Highly Photoluminescent Molybdenum Oxide Quantum Dots: One-Pot Synthesis and Application in 2,4,6-Trinitrotoluene Determination

• Published in: ACS applied materials & interfaces Vol. 8; no. 12; pp. 8184 - 8191
• Main Authors: Xiao, Sai Jin, Zhao, Xiao Jing, Hu, Ping Ping, Chu, Zhao Jun, Huang, Cheng Zhi, Zhang, Li
• Format: Journal Article
• Language: English
• Published: United States American Chemical Society 30.03.2016
• Subjects: turn-off; photoluminescent sensor; 2,4,6-trinitrotoluene; MoO x quantum dots; inner filter effect; Meisenheimer complexes; MoOx quantum dots
• ISSN: 1944-8244; 1944-8252
• DOI: 10.1021/acsami.5b11316

As a well-studied transition-metal semiconductor material, MoO x has a wider band gap than molybdenum disulfide (MoS2), and its property varies dramatically for the existence of several different allotropes and suboxide phases of molybdenum oxides (MoO x , x < 3).

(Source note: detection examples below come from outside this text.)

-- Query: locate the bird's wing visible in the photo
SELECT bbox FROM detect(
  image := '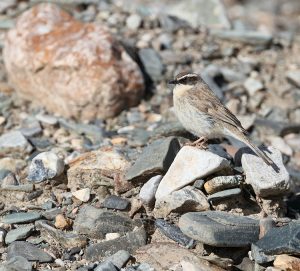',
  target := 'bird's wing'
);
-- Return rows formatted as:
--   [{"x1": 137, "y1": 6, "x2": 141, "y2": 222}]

In this manuscript, a one-pot method possessing the advantages of one pot, easily prepared, rapid, and environmentally friendly, has been developed for facile synthesis of highly photoluminescent MoO x quantum dots (MoO x QDs), in which commercial molybdenum disulfide (MoS2) powder and hydrogen peroxide (H2O2) are employed as the precursor and oxidant, respectively. The obtained MoO x QDs can be further utilized as an efficient photoluminescent probe, and a new turn-off sensor is developed for 2,4,6-trinitrotoluene (TNT) determination based on the fact that the photoluminescence of MoO x QDs can be quenched by the Meisenheimer complexes formed in the strong alkali solution through the inner filter effect (IFE). Under the optimal conditions, the decreased photoluminescence of MoO x QDs shows a good linear relationship to the concentration of TNT ranging from 0.5 to 240.0 μM, and the limit of detection was 0.12 μM (3σ/k). With the present turn-off sensor, TNT in river water samples can be rapidly and selectively detected without tedious sample pretreatment processes.